PROLOGUE
Le théâtre représente un jardin orné de thermes et de plusieurs jets d'eau.
Une Naïade, sortant des eaux dans une coquille
Pour voir en ces beaux lieux le plus grand roi du monde,
Mortel, je viens à vous de ma grotte profonde.
Faut-il, en sa faveur, que la terre ou que l'eau
Produisent à vos yeux un spectacle nouveau?
Qu'il parle, ou qu'il souhaite, il n'est rien d'impossible
Lui-même n'est-il pas un miracle visible?
Son règne, si fertile en miracles divers,
N'en demande-t-il pas à tout cet univers?
Jeune, victorieux, sage, vaillant, auguste,
Aussi doux que sévère, aussi puissant que juste;
Régler et ses états et ses propres désirs;
Joindre aux nobles travaux les plus nobles plaisirs;
En ces justes projets jamais ne se méprendre;
Agir incessamment, tout voir et tout entendre;
Qui peut cela peut tout: il n'a qu'à tout oser,
Et le ciel à ses voux ne peut rien refuser.
Ces thermes marcheront, et, si Louis l'ordonne,
Ces arbres parleront mieux que ceux de Dodone.
Hôtesses de leurs troncs, moindres divinités,
C'est Louis qui le veut, sortez, nymphes, sortez;
Je vous montre l'exemple: il s'agit de lui plaire.

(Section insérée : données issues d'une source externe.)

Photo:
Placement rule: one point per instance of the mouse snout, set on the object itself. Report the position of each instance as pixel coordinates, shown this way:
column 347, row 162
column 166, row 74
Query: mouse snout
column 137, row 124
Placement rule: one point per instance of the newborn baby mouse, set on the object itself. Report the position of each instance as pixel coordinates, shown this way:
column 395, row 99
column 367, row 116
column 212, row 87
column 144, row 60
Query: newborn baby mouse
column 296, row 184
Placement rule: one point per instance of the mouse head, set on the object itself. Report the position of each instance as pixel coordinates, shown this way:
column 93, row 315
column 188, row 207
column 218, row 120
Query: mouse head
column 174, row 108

Quittez pour quelque temps votre forme ordinaire,
Et paraissons ensemble aux yeux des spectateurs
Pour ce nouveau théâtre autant de vrais acteurs.

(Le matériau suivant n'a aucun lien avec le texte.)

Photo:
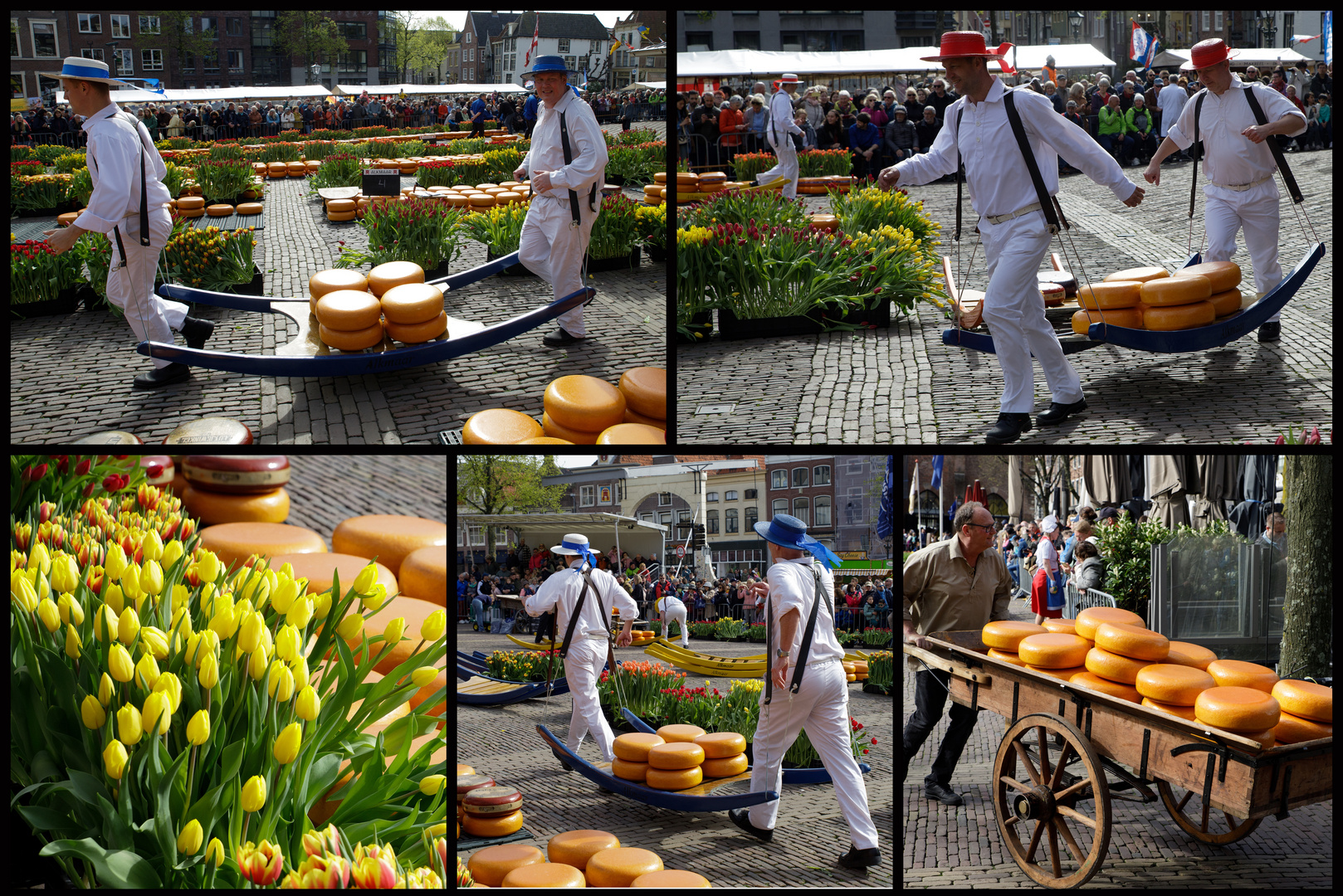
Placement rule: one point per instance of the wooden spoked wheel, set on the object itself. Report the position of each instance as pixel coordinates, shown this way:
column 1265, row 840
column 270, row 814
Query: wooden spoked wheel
column 1201, row 821
column 1052, row 801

Plusieurs dryades, accompagnées de faunes et de satyres sortent des arbres et des thermes.
Vous, soin de ses sujets, sa plus charmante étude,
Héroïque souci, royale inquiétude,
Laissez-le respirer, et souffrez qu'un moment
Son grand cour s'abandonne au divertissement:
Vous le verrez demain, d'une force nouvelle;
Sous le fardeau pénible où votre voix l'appelle,
Faire obéir les lois, partager les bienfaits,
Par ses propres conseils prévenir nos souhaits,
Maintenir l'univers dans une paix profonde,
Et s'ôter le repos pour le donner au monde.

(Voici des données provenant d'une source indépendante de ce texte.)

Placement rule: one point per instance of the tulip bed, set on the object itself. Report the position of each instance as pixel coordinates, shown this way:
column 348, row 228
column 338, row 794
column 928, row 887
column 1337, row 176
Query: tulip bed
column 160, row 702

Qu'aujourd'hui tout lui plaise, et semble consentir
À l'unique dessein de le bien divertir.
Fâcheux, retirez-vous; ou s'il faut qu'on vous voie,
Que ce soit seulement pour exciter sa joie.
La naïade emmène avec elle, pour la comédie, une partie des gens qu'elle a fait paraître, pendant que le reste se met à danser au son des hautbois qui se joignent aux violons.